Le ragioni di un NO sociale alla riforma costituzionale
Nell’ascolto delle diverse posizioni relative al referendum costituzionale del 4 dicembre, abbiamo rivolto alcune domande a Giovanni Russo Spena, responsabile del partito della Rifondazione comunista nel Comitato per il NO. Giurista e docente universitario, è stato più volte eletto in parlamento nelle fila dei partiti della sinistra definita radicale, da Democrazia proletaria a Rifondazione comunista. Quello che esprime è un No “sociale” che fatica ad essere conosciuto, nonostante la manifestazione di domenica 27 novembre a Roma di diversi movimenti e comitati, perché sembra che la contesa sia tra il partito di Renzi, la destra, il M5S e la dissidenza interna allo stesso Pd.
La riforma tocca la seconda parte della Carta e non la prima che pone i principii generali. Come si spiega il vostro dissenso?
«Il NO sociale è utile politicamente per dare un connotato anche di sinistra al NO. Ha formato, sul territorio, 750 comitati e si sta manifestando con un lavoro capillare e anche con inatteso coinvolgimento di giovani, ragazze, sindacalismo di base, centri sociali, ecc. È infantile la provocazione renziana di ritenere se stesso un rappresentante di un voto progressista mentre è solo la protesi, la proiezione dei poteri finanziari nazionali ed internazionali che ricattano la sovranità popolare.
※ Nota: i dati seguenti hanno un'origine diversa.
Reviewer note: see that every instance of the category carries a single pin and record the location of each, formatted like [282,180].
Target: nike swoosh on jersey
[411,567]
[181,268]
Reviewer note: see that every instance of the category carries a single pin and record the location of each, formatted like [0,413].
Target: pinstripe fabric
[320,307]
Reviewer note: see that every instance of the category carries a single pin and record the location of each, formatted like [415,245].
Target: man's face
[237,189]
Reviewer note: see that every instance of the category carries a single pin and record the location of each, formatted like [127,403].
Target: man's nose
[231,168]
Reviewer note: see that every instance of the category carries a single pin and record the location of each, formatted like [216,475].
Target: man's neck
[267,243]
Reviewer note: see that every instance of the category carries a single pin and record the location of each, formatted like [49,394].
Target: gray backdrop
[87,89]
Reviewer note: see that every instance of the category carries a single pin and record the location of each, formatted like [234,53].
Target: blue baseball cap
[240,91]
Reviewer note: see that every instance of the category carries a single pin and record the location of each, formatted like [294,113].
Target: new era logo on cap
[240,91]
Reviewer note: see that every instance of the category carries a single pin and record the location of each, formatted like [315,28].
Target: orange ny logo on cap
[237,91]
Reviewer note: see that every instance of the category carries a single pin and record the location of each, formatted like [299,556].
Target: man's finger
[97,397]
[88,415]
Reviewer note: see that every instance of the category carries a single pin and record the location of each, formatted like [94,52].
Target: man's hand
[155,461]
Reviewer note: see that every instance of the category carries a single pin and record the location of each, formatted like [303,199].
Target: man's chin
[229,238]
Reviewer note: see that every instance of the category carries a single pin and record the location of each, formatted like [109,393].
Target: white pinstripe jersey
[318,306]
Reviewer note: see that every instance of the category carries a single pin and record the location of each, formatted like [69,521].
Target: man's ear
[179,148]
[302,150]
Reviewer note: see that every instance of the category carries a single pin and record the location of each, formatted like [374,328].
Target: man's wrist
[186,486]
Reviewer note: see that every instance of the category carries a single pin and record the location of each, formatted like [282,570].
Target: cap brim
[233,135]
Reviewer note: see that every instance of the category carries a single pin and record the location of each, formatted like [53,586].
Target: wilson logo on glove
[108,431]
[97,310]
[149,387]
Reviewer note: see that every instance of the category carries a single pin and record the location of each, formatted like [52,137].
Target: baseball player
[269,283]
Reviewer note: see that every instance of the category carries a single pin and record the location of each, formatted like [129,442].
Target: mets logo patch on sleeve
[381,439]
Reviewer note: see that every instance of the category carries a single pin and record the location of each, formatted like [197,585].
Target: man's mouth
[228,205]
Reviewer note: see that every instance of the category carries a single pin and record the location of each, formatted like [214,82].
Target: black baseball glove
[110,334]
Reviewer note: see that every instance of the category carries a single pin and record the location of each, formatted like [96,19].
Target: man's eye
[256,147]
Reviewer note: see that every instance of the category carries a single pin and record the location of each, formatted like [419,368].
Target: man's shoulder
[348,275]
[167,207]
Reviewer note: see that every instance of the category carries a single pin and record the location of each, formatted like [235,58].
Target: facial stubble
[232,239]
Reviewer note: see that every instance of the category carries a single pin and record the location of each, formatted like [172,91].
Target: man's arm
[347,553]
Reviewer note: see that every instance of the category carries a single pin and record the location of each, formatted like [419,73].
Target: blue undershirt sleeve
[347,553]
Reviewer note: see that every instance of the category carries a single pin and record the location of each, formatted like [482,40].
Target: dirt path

Il vero scontro, nel referendum, infatti, è tra il cortocircuito oligarchico renziano dell’ “uomo solo al comando” e la democrazia costituzionale organizzata, che si dialettizza con la democrazia diretta, la cooperazione, l’autogestione, il tessuto fitto di lavoro democratico di base nella società. Perciò non cambia solo la seconda parte della Costituzione ma anche la prima. Cioè la sovranità popolare e i diritti fondamentali al lavoro, al reddito, alla salute, alla scuola repubblicana, all’ambiente. La vittoria del “NO”, infatti, sarebbe anche la critica profonda di tutte le controriforme degli ultimi governi (una vera e propria “mattanza sociale”). Chi vota “NO” dà un giudizio negativo del governo figlio dei poteri finanziari, dello strapotere delle banche e delle grandi industrie».
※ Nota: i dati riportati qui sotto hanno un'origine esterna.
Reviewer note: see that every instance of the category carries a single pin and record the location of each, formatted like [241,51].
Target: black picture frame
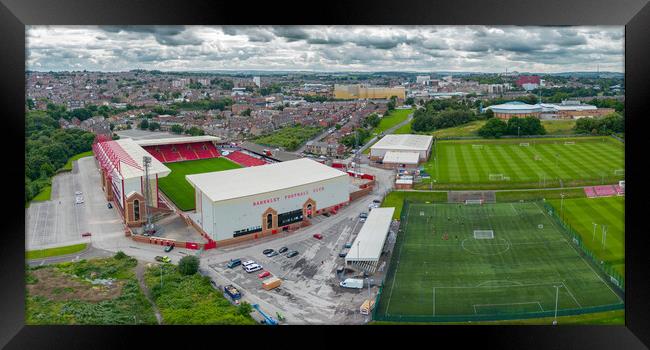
[634,14]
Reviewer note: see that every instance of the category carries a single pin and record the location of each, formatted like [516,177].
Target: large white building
[367,247]
[389,145]
[246,203]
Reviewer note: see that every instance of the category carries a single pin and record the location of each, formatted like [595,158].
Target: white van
[252,268]
[352,283]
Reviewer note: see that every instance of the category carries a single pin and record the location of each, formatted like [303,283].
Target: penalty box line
[504,304]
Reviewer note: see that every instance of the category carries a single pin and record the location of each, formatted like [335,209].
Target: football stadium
[472,262]
[540,162]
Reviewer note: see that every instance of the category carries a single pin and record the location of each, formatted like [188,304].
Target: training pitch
[608,243]
[178,190]
[512,275]
[538,162]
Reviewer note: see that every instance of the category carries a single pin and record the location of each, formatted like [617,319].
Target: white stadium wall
[228,216]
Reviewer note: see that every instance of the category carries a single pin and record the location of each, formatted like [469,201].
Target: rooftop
[401,157]
[236,183]
[370,240]
[407,142]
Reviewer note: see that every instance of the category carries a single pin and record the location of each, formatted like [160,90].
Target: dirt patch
[55,285]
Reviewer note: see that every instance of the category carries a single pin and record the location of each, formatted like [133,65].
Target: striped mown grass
[511,276]
[178,190]
[552,162]
[582,213]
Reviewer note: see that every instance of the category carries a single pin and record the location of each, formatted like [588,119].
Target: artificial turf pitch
[582,213]
[543,163]
[512,275]
[178,190]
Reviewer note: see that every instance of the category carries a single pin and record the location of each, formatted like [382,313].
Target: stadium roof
[236,183]
[370,240]
[406,142]
[176,140]
[401,157]
[125,156]
[515,107]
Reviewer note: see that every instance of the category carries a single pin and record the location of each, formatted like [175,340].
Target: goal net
[494,177]
[483,234]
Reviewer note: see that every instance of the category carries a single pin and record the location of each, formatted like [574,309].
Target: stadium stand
[244,159]
[183,151]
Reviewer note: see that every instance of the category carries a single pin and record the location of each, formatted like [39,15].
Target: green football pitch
[512,275]
[553,162]
[178,190]
[607,244]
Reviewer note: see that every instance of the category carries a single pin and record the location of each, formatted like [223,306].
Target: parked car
[252,268]
[233,263]
[232,292]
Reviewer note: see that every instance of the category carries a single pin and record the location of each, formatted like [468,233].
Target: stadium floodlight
[557,296]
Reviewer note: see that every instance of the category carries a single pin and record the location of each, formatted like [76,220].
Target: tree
[188,265]
[493,128]
[177,129]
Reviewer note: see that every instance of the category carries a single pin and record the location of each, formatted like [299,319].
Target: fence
[605,268]
[378,314]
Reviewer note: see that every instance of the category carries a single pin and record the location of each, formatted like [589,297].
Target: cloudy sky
[326,48]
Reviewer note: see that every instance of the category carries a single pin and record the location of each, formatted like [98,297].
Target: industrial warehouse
[400,150]
[253,202]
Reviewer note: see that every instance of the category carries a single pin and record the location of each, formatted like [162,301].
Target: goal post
[483,234]
[496,177]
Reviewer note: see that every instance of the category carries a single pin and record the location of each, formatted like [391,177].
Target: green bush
[188,265]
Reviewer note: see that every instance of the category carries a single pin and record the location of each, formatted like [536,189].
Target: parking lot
[310,291]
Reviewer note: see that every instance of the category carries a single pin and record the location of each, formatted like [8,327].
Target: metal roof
[407,142]
[177,140]
[243,182]
[125,156]
[401,157]
[370,240]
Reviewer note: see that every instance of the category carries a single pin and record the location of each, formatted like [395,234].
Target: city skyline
[326,48]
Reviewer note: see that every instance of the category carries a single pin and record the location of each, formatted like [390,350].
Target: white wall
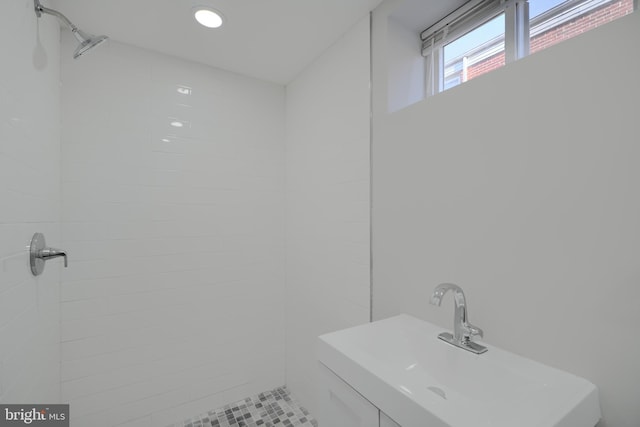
[173,301]
[522,187]
[29,203]
[327,212]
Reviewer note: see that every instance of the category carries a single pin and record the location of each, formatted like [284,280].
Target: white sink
[401,366]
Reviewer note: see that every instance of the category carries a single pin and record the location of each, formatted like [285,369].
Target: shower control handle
[39,253]
[50,253]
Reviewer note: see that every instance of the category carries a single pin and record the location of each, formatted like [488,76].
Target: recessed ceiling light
[184,90]
[207,16]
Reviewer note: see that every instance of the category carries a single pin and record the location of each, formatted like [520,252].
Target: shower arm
[40,9]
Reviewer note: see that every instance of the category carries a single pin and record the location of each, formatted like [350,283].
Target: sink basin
[401,366]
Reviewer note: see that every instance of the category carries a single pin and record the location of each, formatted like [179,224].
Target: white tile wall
[327,203]
[174,300]
[29,203]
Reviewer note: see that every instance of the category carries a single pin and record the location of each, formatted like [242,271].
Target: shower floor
[275,408]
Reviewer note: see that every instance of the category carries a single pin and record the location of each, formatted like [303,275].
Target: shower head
[87,41]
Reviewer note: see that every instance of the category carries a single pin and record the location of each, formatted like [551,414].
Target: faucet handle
[474,331]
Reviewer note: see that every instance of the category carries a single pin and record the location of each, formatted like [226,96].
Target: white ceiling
[272,40]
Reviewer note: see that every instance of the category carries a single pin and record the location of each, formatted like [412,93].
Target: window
[483,35]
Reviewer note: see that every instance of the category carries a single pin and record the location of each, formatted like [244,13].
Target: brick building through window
[546,30]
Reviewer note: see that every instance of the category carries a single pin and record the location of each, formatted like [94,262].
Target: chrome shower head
[87,41]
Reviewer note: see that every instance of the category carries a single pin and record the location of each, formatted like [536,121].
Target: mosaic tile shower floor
[275,408]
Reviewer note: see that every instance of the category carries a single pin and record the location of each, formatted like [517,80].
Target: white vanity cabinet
[342,406]
[385,421]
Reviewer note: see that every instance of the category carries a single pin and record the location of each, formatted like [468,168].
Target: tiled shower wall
[29,203]
[173,302]
[327,203]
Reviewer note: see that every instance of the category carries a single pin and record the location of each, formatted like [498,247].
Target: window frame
[472,15]
[475,13]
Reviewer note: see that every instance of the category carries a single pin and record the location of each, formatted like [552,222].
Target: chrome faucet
[463,331]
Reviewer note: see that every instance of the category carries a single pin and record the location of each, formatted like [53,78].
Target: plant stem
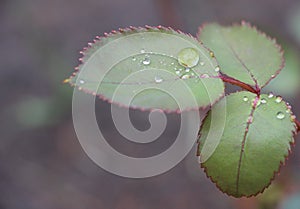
[297,122]
[240,84]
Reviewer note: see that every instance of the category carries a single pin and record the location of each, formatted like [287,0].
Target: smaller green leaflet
[257,137]
[149,68]
[243,52]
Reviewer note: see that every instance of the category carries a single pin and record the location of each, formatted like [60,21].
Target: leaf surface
[243,52]
[256,139]
[149,68]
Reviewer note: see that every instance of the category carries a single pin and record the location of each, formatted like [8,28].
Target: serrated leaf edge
[248,24]
[276,172]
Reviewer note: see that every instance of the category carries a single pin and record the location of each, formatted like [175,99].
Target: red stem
[240,84]
[297,122]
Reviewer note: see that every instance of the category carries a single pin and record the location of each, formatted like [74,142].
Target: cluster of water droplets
[262,101]
[187,58]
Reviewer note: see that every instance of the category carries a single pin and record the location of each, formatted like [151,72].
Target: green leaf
[243,52]
[150,68]
[287,82]
[256,139]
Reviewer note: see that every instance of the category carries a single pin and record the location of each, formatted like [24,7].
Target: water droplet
[293,117]
[204,75]
[188,57]
[280,115]
[250,119]
[66,80]
[158,79]
[146,61]
[263,101]
[186,76]
[278,99]
[271,95]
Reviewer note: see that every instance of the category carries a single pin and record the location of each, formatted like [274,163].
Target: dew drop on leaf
[188,57]
[158,79]
[278,99]
[263,101]
[293,117]
[186,76]
[146,61]
[204,75]
[280,115]
[217,69]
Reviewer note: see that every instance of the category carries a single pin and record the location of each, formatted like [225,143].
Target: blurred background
[42,164]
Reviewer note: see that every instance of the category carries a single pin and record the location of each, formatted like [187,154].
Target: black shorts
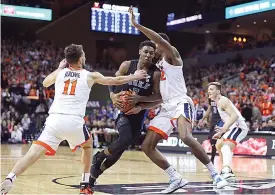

Una riforma costituzionale va fatta col consenso più esteso ma come si può arrivare ad un accordo con una spaccatura nel Paese che appare così grande da non poter condurre a nessuna soluzione condivisa?
«La Costituzione non è solo architettura costituzionale ma spirito e unità della Nazione. Renzi sta “avvelenando i pozzi”. Tenta, con il referendum, la legittimazione plebiscitaria del suo potere. È una responsabilità storica: sta spaccando il Paese proprio sulla Costituzione, che deve essere di tutte e tutti. Sta legittimando, per un pugno di voti, la peggiore demagogia populista. E il populismo del potere è già regime. Le madri e i padri costituenti, dopo la lotta partigiana, scrissero, con pazienza e rispetto delle posizioni reciproche, un testo straordinariamente democratico che unì il Paese. È una memoria storica fondativa da non cancellare».
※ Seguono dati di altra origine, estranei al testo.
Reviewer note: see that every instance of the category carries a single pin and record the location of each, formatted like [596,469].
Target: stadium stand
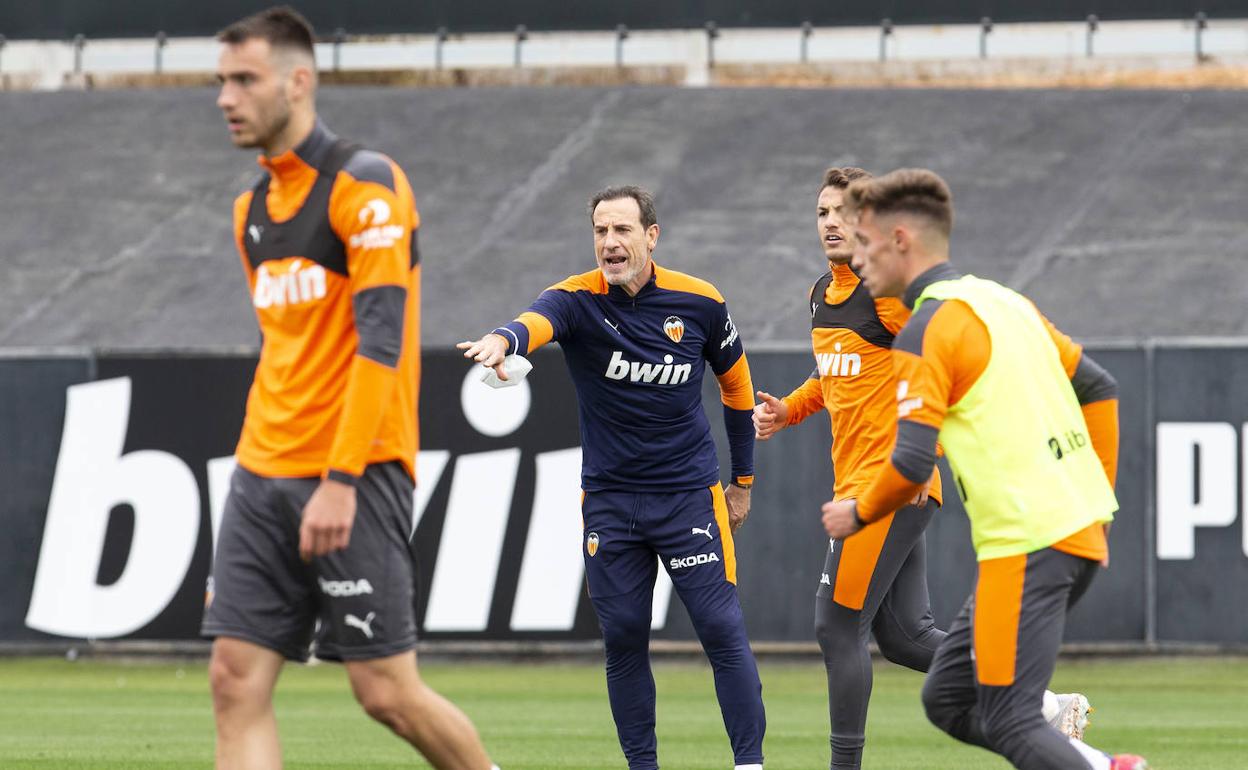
[121,200]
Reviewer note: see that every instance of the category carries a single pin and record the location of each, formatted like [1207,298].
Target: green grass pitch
[1181,713]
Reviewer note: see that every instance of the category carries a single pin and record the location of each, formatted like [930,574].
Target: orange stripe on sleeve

Il settimanale liberista Economist sembra tifare per il NO e a favore di un governo tecnico. Quale è il vostro parere in merito? In caso di vittoria del NO chi si siederà al tavolo per decidere cosa fare? Quale è la vostra proposta e come può provare a farsi strada?
«Sono contrario ad un governo “tecnico” che sarebbe in perfetta continuità con il governo Renzi. I governi non sono mai “tecnici”, ma sempre politici. Cambierebbe solo di spalla il fucile del potere finanziario. Penso che la vittoria del NO dovrebbe portare ad un governo istituzionale di 6 mesi che dovrebbe scrivere una legge elettorale non incostituzionale ed indecente come l’ Italicum renziano e, poi, portare il Paese al voto. Ricordando sempre che Renzi nasce da un voto solo interno al Parlamento dopo le “primarie” di un solo partito. Sceglierà il Presidente della Repubblica. Il “NO” sociale non parteciperà a tavoli istituzionali, ma sarà più forte per chiedere, anche con l’organizzazione del conflitto democratico e sociale, l’abrogazione delle controriforme renziane (lavoro precario, voucher, scuola di classe , ecc. ).
In caso di vittoria del SI che scenari si apriranno e come andrebbero affrontati?
«La vittoria del SI sarebbe la stabilizzazione del potere oligarchico della finanza sotto il comando dell’Unione Europea. Non fermerebbe la strada del cambiamento (noi non ci arrendiamo). Ma la renderebbe più ardua e tortuosa».